In another finding, he said, "across the board, the patients who were treated at lower-volume centers were older and sicker — they had more coronary artery disease, they had a lot more congestive heart failure." They also had significantly more valvular disease, diabetes, and renal and pulmonary disease, and stayed in the hospital longer.

"It's almost like adding insult to injury." Not only are patients at lower-volume hospitals sicker, Cheung said, their risk for serious complications could be increased because of the lower case volume.

The analysis attempted to control for patient comorbidities and history of other cardiovascular procedures, he noted, "and even then, the complication rates were significantly higher at the lower-volume centers."

So if comorbidities and clinical history aren't big contributors to the excess complication risks at lower-volume centers, what factors do play a big role?

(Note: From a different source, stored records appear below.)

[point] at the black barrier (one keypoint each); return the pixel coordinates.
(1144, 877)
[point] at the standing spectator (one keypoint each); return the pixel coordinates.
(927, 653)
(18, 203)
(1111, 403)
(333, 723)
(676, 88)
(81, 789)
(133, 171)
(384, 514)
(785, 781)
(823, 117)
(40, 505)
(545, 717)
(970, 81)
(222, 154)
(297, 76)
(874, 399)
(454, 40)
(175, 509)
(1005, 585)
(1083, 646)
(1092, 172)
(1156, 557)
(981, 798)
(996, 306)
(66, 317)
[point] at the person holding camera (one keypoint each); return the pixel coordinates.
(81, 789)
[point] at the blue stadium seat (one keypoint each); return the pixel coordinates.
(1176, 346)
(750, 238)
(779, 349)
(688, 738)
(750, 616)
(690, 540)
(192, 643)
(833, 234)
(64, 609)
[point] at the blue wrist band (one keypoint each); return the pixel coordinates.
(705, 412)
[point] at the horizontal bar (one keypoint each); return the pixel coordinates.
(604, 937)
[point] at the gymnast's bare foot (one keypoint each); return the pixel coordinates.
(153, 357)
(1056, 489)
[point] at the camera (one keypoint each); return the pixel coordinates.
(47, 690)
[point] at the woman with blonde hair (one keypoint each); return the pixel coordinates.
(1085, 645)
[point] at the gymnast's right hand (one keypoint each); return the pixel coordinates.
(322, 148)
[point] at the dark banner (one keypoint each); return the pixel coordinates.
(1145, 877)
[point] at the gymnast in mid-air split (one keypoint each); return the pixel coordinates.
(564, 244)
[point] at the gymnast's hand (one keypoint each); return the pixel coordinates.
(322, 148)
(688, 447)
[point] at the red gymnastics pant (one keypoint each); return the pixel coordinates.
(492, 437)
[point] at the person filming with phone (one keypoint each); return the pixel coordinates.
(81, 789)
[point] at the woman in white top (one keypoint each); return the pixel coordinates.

Cheung suggested that a low number of ablations at some centers may be a marker for limited overall clinical capabilities, including fewer specialists available on short notice and a dearth of other resources that other centers may have in more abundance.

It may be that the richer the center in terms of that overall hospital character, the lower their risk for complications from AF ablation, Cheung speculated. If true, he proposed, it would support a preference to have ablations performed at larger centers of excellence.

Cheung discloses consulting for Abbott and Biotronik and receiving fellowship support from Biosense Webster, Biotronik, Boston Scientific, Medtronic, and St. Jude Medical.

Heart Rhythm Society (HRS) Scientific Sessions 2019: Abstract S-PO01-123. Presented May 8, 2019.